Twist each strip a few times.
Wrap into a spiral and tuck the end underneath.
Let knots rise 30 minutes on baking sheet lined with parchment paper.
Bake 20 minutes.
Mix glaze ingredients together and drizzle over warm cinnamon knots.
MORE DELICIOUS BRUNCH RECIPES:
Pecan Cinnamon Knots Recipe
Pecan Cinnamon Knots
- 3/4 cup milk
- 1/4 cup butter softened
- 3 1/4 cup all-purpose flour
- 1 Tbsp. instant yeast
- 1/4 cup white sugar
- 1/2 teaspoon salt
- 1/4 cup water
- 1 egg
- 1 cup brown sugar packed
- 1 Tbsp. ground cinnamon
- 1/2 cup butter softened
- 1/2 cup pecans chopped
- 1/4 cup butter
- 1 1/2 cup powdered sugar
- 3 Tbsp. maple syrup
- 2-3 Tbsp. milk
- 1/4 teaspoon maple extract optional
- Microwave milk and butter for 60-90 seconds. Stir. Butter should be melted. Let cool until it's warm, but not HOT.
- In a large mixing bowl, combine flour, yeast, sugar and salt; mix well. Add water, egg and the milk mixture; mix well.
- When the dough has just pulled together, turn it out onto a lightly floured surface and knead until smooth for a couple of minutes.
- Cover the dough with a damp cloth and let rest for 10 minutes.
- Meanwhile, in a small bowl, mix together brown sugar, cinnamon, softened butter. It should be the consistency of frosting.
- Roll out dough into a 12x9 inch rectangle.
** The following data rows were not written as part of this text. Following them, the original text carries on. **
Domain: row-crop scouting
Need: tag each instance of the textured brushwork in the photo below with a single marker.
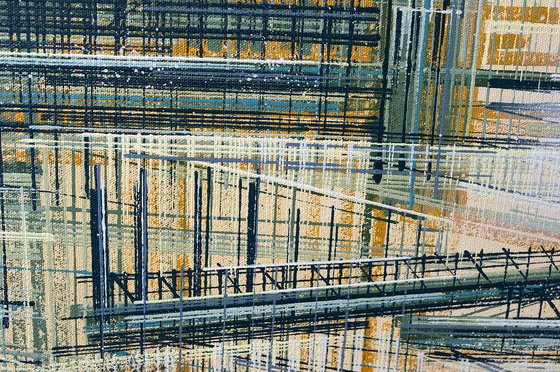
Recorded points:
(279, 185)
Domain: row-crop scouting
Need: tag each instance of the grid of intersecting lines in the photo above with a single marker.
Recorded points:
(287, 185)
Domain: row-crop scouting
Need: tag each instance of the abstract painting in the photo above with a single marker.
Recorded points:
(280, 185)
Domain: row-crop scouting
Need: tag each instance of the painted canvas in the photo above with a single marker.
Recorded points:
(280, 185)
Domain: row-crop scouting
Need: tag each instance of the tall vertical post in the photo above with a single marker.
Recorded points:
(141, 238)
(197, 235)
(252, 227)
(99, 250)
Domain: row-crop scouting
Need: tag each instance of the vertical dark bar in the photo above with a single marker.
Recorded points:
(251, 234)
(197, 235)
(331, 233)
(296, 248)
(141, 256)
(100, 251)
(5, 318)
(208, 214)
(239, 222)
- Spread dough with butter/sugar mixture. Sprinkle with pecans.Fold dough in half and slice into 12 strips.Twist each strip a few times then roll it into a spiral shape and tuck the end underneath.
- Place knots on a baking sheet lined with parchment paper or sprayed with non stick cooking spray.Cover and let rise until doubled, about 30 minutes.
- Preheat oven to 375 degrees F.
- Bake in the preheated oven for 20 minutes, or until browned.
- While knots bake, make the glaze. Mix ingredients together then beat until fluffy.
- Let cinnamon knots cool 5-10 minutes. Drizzle with maple glaze.